İçtihadı Birleştirme Kararına rağmen büyük bir ihtimalle uygulamada tereddütler yaşanması üzerine 18.01.1991 tarihli Resmi Gazete de yayınlanarak yürürlüğe giren 3696 sayılı Kanunun 3. maddesi ile zikrettiğimiz 466 sayılı Kanunun 4. maddesi yürürlükten kaldırılmıştır. Bu maddenin kaldırılma gerekçesi komisyon raporunda şu şekilde gösterilmiştir.
“466 sayılı Yasanın 4. maddesi haksızlığa uğrayanlara, kanun dışı yakalananlara verilen tazminat hakkını tamamen ortadan kaldıran bir maddedir.
İhmal ve kusurlu hareketlerde bulunan bir kimsenin beraat etmesi veya haksız olarak tutuklanması veya gözetim altına alındıktan sonra serbest bırakılmasını kabul etmek hukuk devleti ile bağdaşmaz, hukukla bağdaşmaz, devletin varlığıyla bağdaşmaz. Kabul etmek keyfiliktir. Keyfiliği davet eder, hukuk dışı, kanun dışı davranışları davet eder, görevlilere sınırsız yetkiler vermek olur. Bu tür yetkilerde insan onuruyla, insan hak ve özgürlükleriyle bağdaşmaz. Onlara darbe vurmaktır.
Tazminat talebine esas olan işlemleri tamamıyla kendisi sebebiyet vermişse kanun dışı yakalama söz konusu olmaz. Kanun dışı yakalama söz konusu ise tazminat talebinde bulunanın ihmali ve kusurlu hareketlerinin olması söz konusu olmaz. 4. maddenin kaldırılması açıkladığımız gerçeklerle mümkündür. Kaldırılması gerekmektedir.”

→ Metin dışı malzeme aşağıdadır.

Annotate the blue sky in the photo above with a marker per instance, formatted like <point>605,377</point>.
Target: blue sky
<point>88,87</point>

Görüldüğü gibi haksız uygulamaya sebebiyet verecek yasal düzenlemeler kaldırılmış, 1 Haziran 2005 tarihinde yürürlüğe giren 5271 sayılı CMK’da daha önce yaşanan olumsuzlukların tekrar yaşanmaması içinde madde 144/1-(e)’ye ‘gerçek dışı beyanla suç işlediğini veya suça katıldığını bildirenlerle’ sınırlandırmış ve bunun tespitinin de ancak TCK 270. maddesi gereğince mahkûmiyetle sonuçlanması halinde mümkün olabileceğini kabul etmiştir.
Kanunlar sorunları çözmez. Sorunların çözümü için uygun kurallar manzumesini ortaya koyarlar. Sorunları çözecek olanlar, bu kuralların uygulayıcıları, yani karar vericilerdir.
Sonuç olarak;
Davacının 6216 sayılı Kanun’un 45-50. maddesi gereğince hak arama yolunun açık olduğunu hatırlatarak, davacının tazminat talebini red eden mahalli mahkeme hükmünü yerinde olmadığını düşündüğümüzden sayın çoğunluğun… hakkındaki hükmün onanması yönündeki görüşlerine katılmıyoruz.